Judge Chhabria even stated in dicta that in most cases AI training on copyrighted works will likely be illegal due to market dilution. Judge Chhabria spent pages of the opinion developing this new theory of market harm–that the plaintiffs themselves had failed to advance adequately with sufficient evidence.
“The upshot is that in many circumstances it will be illegal to copy copyright-protected works to train generative AI models without permission. Which means that the companies, to avoid liability for copyright infringement, will generally need to pay copyright holders for the right to use their materials,” Judge Chhabria wrote.

will a jury ever decide the fair use question in Ai training?

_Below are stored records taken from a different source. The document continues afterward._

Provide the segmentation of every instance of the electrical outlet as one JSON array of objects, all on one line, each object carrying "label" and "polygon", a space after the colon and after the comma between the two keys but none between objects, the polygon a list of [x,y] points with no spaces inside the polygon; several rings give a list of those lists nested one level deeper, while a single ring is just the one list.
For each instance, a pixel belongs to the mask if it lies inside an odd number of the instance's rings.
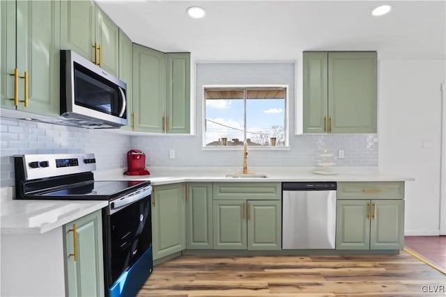
[{"label": "electrical outlet", "polygon": [[344,159],[344,150],[339,150],[337,152],[337,156],[338,156],[339,159]]}]

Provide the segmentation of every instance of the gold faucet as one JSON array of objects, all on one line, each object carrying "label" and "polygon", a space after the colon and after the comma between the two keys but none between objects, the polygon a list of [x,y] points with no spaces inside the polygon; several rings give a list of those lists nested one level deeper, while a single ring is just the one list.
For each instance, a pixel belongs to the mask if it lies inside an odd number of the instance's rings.
[{"label": "gold faucet", "polygon": [[247,159],[248,159],[248,146],[246,141],[245,142],[245,146],[243,147],[243,174],[245,175],[248,172],[248,163]]}]

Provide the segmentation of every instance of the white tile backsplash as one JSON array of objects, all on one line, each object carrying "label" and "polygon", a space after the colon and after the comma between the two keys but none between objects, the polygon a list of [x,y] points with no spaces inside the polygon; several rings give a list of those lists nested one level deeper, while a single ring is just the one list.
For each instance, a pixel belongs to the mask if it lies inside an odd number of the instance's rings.
[{"label": "white tile backsplash", "polygon": [[27,120],[0,118],[0,186],[14,185],[17,154],[93,152],[98,170],[127,166],[130,136]]}]

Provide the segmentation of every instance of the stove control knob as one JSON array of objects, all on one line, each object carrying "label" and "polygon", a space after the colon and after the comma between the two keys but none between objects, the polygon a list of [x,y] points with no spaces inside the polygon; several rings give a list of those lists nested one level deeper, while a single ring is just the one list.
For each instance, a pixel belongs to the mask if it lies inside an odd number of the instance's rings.
[{"label": "stove control knob", "polygon": [[38,168],[40,167],[39,162],[38,162],[37,161],[29,162],[28,165],[29,165],[29,167],[31,167],[31,168]]}]

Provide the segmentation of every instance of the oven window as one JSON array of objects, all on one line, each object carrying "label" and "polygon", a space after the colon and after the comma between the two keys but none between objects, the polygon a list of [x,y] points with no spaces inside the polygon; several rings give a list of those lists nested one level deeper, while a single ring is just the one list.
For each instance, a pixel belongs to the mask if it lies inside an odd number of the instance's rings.
[{"label": "oven window", "polygon": [[[95,73],[75,63],[75,98],[76,105],[104,113],[121,115],[122,99],[119,87],[102,79]],[[125,90],[122,90],[125,92]]]},{"label": "oven window", "polygon": [[111,275],[113,284],[152,243],[150,197],[110,215]]}]

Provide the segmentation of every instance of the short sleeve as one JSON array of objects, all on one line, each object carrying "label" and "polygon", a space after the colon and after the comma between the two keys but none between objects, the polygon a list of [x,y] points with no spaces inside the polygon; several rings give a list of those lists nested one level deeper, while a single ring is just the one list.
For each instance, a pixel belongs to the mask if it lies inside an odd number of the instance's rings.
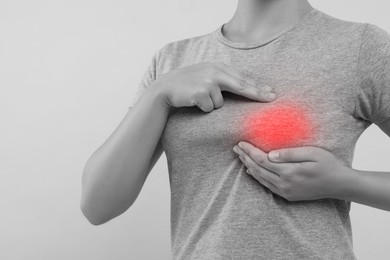
[{"label": "short sleeve", "polygon": [[148,67],[146,68],[146,71],[144,72],[143,76],[141,77],[141,80],[138,83],[137,90],[130,101],[129,108],[133,107],[135,103],[141,98],[141,96],[146,91],[147,87],[156,80],[157,75],[157,62],[159,58],[160,50],[157,50],[153,55],[149,62]]},{"label": "short sleeve", "polygon": [[355,117],[379,124],[390,117],[390,34],[365,23],[358,69]]}]

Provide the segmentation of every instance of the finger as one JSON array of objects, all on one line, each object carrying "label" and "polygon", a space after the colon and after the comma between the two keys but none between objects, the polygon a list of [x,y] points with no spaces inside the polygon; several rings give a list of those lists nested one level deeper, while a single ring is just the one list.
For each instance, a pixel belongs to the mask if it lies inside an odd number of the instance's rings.
[{"label": "finger", "polygon": [[271,87],[258,86],[258,83],[248,73],[240,72],[227,65],[220,66],[222,66],[223,73],[216,75],[216,77],[222,91],[229,91],[262,102],[270,102],[275,99],[275,97],[268,96]]},{"label": "finger", "polygon": [[214,103],[215,108],[220,108],[223,106],[223,96],[219,88],[213,87],[210,92],[210,97]]},{"label": "finger", "polygon": [[274,184],[275,186],[277,186],[280,182],[280,177],[278,174],[261,167],[246,153],[241,153],[239,158],[245,164],[245,166],[250,169],[253,177],[255,177],[256,179],[261,177],[262,179]]},{"label": "finger", "polygon": [[204,112],[211,112],[214,110],[214,103],[211,100],[210,96],[207,96],[207,97],[202,98],[202,99],[198,99],[196,101],[196,106],[199,107]]},{"label": "finger", "polygon": [[268,158],[274,162],[317,162],[318,156],[318,148],[312,146],[284,148],[268,153]]},{"label": "finger", "polygon": [[265,153],[258,147],[252,145],[251,143],[240,141],[238,147],[241,148],[244,153],[248,154],[252,158],[252,160],[255,161],[258,165],[267,168],[268,170],[275,172],[276,174],[280,174],[280,172],[283,172],[283,168],[285,168],[285,165],[270,161],[267,153]]},{"label": "finger", "polygon": [[277,194],[280,196],[280,191],[279,191],[279,188],[276,187],[274,184],[272,184],[271,182],[267,181],[267,180],[264,180],[263,178],[260,177],[260,175],[256,175],[254,176],[253,173],[247,169],[246,172],[251,175],[254,179],[256,179],[258,182],[260,182],[260,184],[262,184],[263,186],[267,187],[269,190],[271,190],[273,193]]}]

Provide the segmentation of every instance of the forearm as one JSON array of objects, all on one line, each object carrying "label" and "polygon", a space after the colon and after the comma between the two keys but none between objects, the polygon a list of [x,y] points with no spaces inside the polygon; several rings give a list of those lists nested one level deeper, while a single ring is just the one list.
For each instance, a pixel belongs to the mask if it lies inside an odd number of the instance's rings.
[{"label": "forearm", "polygon": [[102,224],[122,214],[137,198],[168,118],[159,94],[145,92],[87,161],[81,208],[91,223]]},{"label": "forearm", "polygon": [[340,199],[390,211],[390,172],[346,168]]}]

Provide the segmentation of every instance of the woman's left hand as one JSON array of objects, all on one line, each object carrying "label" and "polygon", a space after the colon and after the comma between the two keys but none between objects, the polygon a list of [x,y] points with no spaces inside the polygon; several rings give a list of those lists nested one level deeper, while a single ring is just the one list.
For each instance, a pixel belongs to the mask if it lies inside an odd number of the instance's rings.
[{"label": "woman's left hand", "polygon": [[267,154],[245,141],[239,146],[235,147],[247,173],[289,201],[341,198],[353,177],[353,169],[319,147],[278,149],[279,157],[272,157],[275,151]]}]

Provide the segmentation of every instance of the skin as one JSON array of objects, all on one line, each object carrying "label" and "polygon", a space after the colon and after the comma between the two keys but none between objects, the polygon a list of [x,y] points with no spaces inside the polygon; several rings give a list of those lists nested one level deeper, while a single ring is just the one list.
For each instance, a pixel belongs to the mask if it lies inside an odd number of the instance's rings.
[{"label": "skin", "polygon": [[80,203],[84,216],[100,225],[134,203],[163,152],[160,137],[170,107],[197,106],[209,113],[223,106],[221,91],[271,102],[270,90],[223,63],[198,63],[160,75],[88,159]]},{"label": "skin", "polygon": [[[310,9],[305,0],[238,1],[234,17],[224,26],[224,35],[238,42],[259,40],[254,35],[265,39],[272,35],[267,32],[278,31]],[[390,119],[378,126],[390,137]],[[336,198],[390,211],[390,172],[346,167],[319,147],[278,149],[267,154],[248,142],[239,144],[242,148],[235,146],[233,150],[248,174],[289,201]],[[272,157],[273,152],[279,152],[279,157]]]},{"label": "skin", "polygon": [[[390,118],[378,126],[390,137]],[[390,172],[349,168],[313,146],[265,153],[241,141],[233,151],[248,174],[289,201],[335,198],[390,211]]]}]

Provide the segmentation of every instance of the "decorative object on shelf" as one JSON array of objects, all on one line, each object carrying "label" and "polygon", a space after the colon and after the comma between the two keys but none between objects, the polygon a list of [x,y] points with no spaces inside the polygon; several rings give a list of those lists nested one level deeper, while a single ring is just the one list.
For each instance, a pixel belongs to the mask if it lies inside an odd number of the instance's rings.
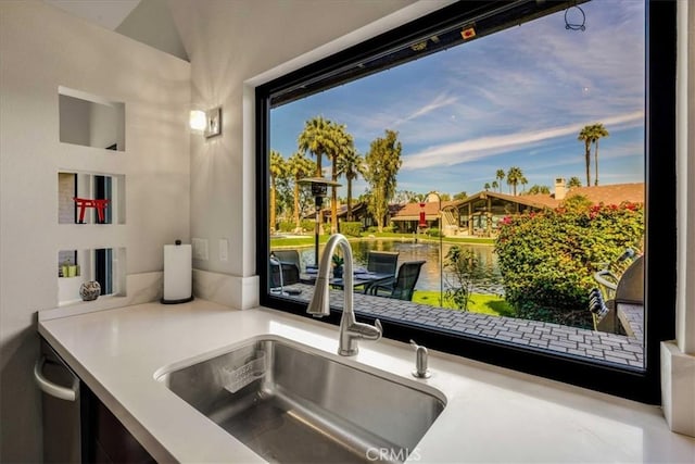
[{"label": "decorative object on shelf", "polygon": [[73,264],[70,260],[65,260],[61,264],[61,271],[63,272],[63,277],[77,277],[79,275],[79,266]]},{"label": "decorative object on shelf", "polygon": [[343,260],[343,258],[338,254],[333,254],[331,261],[333,262],[333,278],[342,278],[343,264],[345,263],[345,260]]},{"label": "decorative object on shelf", "polygon": [[73,198],[73,200],[75,200],[75,204],[79,208],[79,224],[85,224],[85,210],[87,208],[97,209],[97,215],[99,216],[99,222],[103,224],[104,217],[105,217],[104,210],[106,209],[106,205],[109,204],[110,200],[108,199],[97,200],[97,199],[79,198],[79,197],[75,197]]},{"label": "decorative object on shelf", "polygon": [[79,286],[79,296],[83,301],[92,301],[101,294],[101,285],[97,280],[89,280]]},{"label": "decorative object on shelf", "polygon": [[192,110],[189,116],[191,129],[202,131],[205,138],[222,134],[222,106],[212,110]]}]

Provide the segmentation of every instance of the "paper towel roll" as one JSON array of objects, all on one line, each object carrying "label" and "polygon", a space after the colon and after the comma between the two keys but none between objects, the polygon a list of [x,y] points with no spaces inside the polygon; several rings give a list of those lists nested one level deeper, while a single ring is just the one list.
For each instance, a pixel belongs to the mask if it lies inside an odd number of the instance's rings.
[{"label": "paper towel roll", "polygon": [[191,246],[164,246],[164,297],[162,303],[185,303],[193,299],[193,272]]}]

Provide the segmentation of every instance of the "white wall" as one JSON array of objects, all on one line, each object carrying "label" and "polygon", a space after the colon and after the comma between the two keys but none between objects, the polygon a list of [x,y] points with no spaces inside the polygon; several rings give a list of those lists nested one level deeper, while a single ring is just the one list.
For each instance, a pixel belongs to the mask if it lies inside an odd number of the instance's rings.
[{"label": "white wall", "polygon": [[695,7],[678,2],[675,340],[661,343],[661,403],[672,430],[695,437]]},{"label": "white wall", "polygon": [[[0,1],[0,461],[40,462],[36,312],[58,305],[58,252],[125,247],[131,277],[190,239],[190,64],[24,0]],[[125,102],[126,151],[60,143],[59,86]],[[125,175],[126,224],[59,225],[59,172]]]},{"label": "white wall", "polygon": [[[193,267],[230,276],[243,293],[226,303],[239,308],[257,303],[253,85],[279,77],[279,65],[292,61],[289,67],[298,68],[450,2],[412,3],[169,0],[191,60],[192,105],[223,108],[222,137],[191,139],[191,236],[206,239],[210,250],[210,259],[194,260]],[[375,25],[376,20],[380,21]],[[325,47],[339,38],[340,43]],[[289,67],[285,65],[283,72]],[[226,262],[218,259],[224,238],[231,256]],[[194,280],[202,275],[197,273]]]}]

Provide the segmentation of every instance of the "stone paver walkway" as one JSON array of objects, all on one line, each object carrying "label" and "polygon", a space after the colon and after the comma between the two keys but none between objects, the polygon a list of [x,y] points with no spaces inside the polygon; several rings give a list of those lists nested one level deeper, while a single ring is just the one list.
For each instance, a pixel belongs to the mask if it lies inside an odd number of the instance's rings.
[{"label": "stone paver walkway", "polygon": [[[292,297],[308,302],[314,287],[295,284],[301,289]],[[330,290],[331,306],[342,308],[342,290]],[[445,310],[410,301],[392,300],[362,293],[354,294],[355,311],[383,319],[408,321],[422,326],[463,335],[489,337],[505,343],[543,351],[592,358],[621,366],[644,367],[643,339],[538,321]],[[635,334],[636,335],[636,334]]]}]

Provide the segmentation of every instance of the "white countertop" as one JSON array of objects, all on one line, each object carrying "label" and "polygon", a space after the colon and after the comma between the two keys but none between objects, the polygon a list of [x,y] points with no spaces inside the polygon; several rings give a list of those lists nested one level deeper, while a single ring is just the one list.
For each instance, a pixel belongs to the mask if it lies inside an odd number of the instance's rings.
[{"label": "white countertop", "polygon": [[[338,348],[336,326],[203,300],[40,319],[39,333],[159,462],[263,461],[156,381],[157,373],[258,335]],[[405,343],[363,340],[356,358],[342,360],[413,379]],[[432,377],[417,381],[443,392],[446,407],[413,462],[695,463],[695,439],[671,432],[659,407],[431,350],[429,367]]]}]

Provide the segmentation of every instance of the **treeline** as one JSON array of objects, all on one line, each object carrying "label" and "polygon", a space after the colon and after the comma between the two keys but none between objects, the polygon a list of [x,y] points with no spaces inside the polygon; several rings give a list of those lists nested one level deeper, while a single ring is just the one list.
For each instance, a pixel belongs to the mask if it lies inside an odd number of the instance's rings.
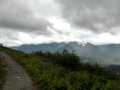
[{"label": "treeline", "polygon": [[58,64],[60,66],[74,69],[80,65],[80,58],[74,53],[68,53],[64,51],[63,53],[49,53],[49,52],[36,52],[35,55],[42,56],[46,58],[46,62]]}]

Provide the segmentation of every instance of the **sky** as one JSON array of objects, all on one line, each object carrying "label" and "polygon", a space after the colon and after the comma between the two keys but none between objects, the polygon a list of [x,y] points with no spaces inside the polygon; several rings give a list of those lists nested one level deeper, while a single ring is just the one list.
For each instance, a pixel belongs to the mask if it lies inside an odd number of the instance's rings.
[{"label": "sky", "polygon": [[0,0],[0,43],[120,43],[120,0]]}]

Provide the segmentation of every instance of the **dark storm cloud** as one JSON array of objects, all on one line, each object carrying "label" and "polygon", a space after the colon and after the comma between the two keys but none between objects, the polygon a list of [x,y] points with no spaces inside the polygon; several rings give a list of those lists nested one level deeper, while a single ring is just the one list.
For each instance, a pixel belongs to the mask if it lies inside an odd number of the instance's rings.
[{"label": "dark storm cloud", "polygon": [[120,0],[56,0],[72,25],[94,31],[120,26]]},{"label": "dark storm cloud", "polygon": [[51,24],[44,18],[35,18],[31,0],[1,0],[0,27],[27,32],[47,31]]}]

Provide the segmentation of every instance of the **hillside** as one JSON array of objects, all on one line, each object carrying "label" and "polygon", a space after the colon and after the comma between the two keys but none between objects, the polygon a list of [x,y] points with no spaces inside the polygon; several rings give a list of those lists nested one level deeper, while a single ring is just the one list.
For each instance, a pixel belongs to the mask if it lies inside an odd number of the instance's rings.
[{"label": "hillside", "polygon": [[[78,64],[74,54],[24,54],[5,47],[0,51],[8,53],[23,66],[38,90],[120,90],[119,75],[97,65]],[[77,67],[70,63],[74,61]]]},{"label": "hillside", "polygon": [[42,51],[42,52],[63,52],[64,50],[74,52],[83,62],[89,62],[90,64],[101,65],[120,65],[120,45],[119,44],[107,44],[107,45],[93,45],[91,43],[79,44],[77,42],[69,43],[50,43],[50,44],[38,44],[38,45],[22,45],[14,47],[18,51],[27,53]]}]

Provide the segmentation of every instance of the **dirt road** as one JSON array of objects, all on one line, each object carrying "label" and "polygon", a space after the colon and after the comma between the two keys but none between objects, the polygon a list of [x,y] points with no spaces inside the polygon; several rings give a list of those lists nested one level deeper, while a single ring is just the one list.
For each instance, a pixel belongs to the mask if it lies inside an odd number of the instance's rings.
[{"label": "dirt road", "polygon": [[0,57],[7,64],[8,71],[3,90],[34,90],[30,77],[19,64],[6,53],[0,53]]}]

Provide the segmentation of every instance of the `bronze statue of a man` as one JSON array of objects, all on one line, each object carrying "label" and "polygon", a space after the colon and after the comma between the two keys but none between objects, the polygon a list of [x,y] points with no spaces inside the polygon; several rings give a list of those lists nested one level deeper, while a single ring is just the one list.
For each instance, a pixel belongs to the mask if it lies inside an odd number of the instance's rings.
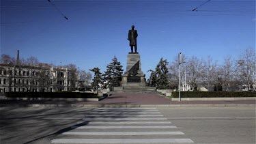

When these lawsuits were first filed, I expected that some of the cases would be decided by juries. All of them involve requests for jury trials. But now, given these three decisions, I am less certain that the issue of fair use will go the jury in any of the remaining AI copyright cases. It might, especially if there’s a dispute of material fact such as related to market harm. But these three decisions might be leading indicators of what to expect next.
That would be a shame. Having a jury decide fair use would add a different perspective. Google v. Oracle involved a jury decision finding fair use, for example. And, for a technology that has already provoked such consternation among judges, a jury would add a view more representative of the public. Plus, the judge’s ability to grant judgment as a matter of law after a trial would always provide a check on erroneous applications of the law by a jury.